Little of the mapping by which Shakespeare and Chekhov lead us through this thicket of moral confusions survives at BAM, because Nunn's productions, slipshod and capricious in staging, are so erratically performed that it's hard to tell what most of those onstage think they're doing at any given moment. There's lots of overemphasis and shouting, usually where it's uncalled for; the company's slovenly diction and jumble of accents makes hay of all class distinctions, while Nunn's directing makes an even worse hash of every relationship. This Lear starts with the king leading everyone offstage, to ponderous organ music, for what is apparently an important religious ceremony, though his two chief ministers, Kent and Gloucester, stay behind to gossip; this Arkadina (Frances Barber) spends so much time fondling the doctor that you wonder why somebody doesn't slap her. But then, Nunn's treatment of the female characters is uniformly crude and heavy-handed: Barber reduces Arkadina's charm to a set of Lucy Ricardo tantrums; her Goneril is like a Disney witch, balanced by the hypocritical Minnie Mouse of Monica Dolan's Regan. (Dolan's Masha is like a lugubrious mallet, striking every line into a dismal moan.) Most dismaying of all is Romola Garai, whose over-italicized, openly fake indicating makes both Cordelia and Nina nearly unwatchable.

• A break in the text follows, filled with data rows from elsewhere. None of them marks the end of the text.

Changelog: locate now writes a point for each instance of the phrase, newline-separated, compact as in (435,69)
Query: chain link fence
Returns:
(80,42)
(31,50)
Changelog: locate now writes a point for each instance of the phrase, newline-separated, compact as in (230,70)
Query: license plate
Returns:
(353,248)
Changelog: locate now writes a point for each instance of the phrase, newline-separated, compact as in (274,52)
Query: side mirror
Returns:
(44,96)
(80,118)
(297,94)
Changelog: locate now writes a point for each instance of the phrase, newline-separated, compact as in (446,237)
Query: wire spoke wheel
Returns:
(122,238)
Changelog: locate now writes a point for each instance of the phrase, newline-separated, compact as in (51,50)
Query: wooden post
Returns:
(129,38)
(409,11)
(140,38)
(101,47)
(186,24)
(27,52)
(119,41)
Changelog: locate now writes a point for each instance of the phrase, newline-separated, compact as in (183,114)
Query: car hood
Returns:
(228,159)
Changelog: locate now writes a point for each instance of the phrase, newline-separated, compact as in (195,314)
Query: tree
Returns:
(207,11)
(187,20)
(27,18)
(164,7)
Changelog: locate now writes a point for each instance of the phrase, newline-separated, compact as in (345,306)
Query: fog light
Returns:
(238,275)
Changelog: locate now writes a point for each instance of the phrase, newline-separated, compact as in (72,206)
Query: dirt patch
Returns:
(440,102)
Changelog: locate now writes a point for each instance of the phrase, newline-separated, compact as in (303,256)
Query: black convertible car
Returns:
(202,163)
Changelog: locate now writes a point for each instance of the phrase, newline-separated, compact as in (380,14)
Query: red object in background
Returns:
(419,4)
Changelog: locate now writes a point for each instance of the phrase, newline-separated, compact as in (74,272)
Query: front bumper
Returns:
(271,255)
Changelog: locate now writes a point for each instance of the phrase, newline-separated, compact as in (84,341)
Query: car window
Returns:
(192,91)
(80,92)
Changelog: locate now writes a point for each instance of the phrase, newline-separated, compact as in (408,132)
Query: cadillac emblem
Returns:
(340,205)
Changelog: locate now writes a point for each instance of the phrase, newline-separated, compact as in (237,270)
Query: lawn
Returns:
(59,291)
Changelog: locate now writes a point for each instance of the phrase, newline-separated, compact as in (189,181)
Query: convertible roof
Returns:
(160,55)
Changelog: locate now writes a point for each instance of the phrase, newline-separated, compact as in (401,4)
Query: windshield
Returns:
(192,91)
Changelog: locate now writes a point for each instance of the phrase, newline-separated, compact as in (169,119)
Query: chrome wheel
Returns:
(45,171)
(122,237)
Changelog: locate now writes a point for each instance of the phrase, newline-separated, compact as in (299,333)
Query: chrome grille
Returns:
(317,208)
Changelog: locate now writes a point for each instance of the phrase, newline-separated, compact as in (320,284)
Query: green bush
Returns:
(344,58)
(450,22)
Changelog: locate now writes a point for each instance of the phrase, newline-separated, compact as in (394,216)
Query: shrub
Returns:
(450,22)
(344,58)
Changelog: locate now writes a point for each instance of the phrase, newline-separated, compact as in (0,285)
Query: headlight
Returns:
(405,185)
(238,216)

Some of the men do better. Philip Winchester is a strong, lucid Edmund, and Ben Meyjes, though lacking the comic sense for Medvedenko, gives Edgar a steadily deepening emotional growth. Richard Goulding makes Treplev a touching bundle of nerves, while Guy Williams provides equally effective, and quite different, portraits of Cornwall and Shamrayev. Alone among the principal women, Melanie Jessop comes off credibly as an arrestingly quiet Polina. The costumes for both productions have apparently been pulled from RSC stock; Janet Bench, who did the pulling for Seagull, knows her business. The music for both shows, credited to Steven Edis, sounds more pulled from stock than composed for the occasion—but, given Nunn's desultory approach, it's hard to know what the occasion is. New York has seen four important Lears in the past three years; despite all its good points, this one is the least affecting, and least excitingly acted, of the lot.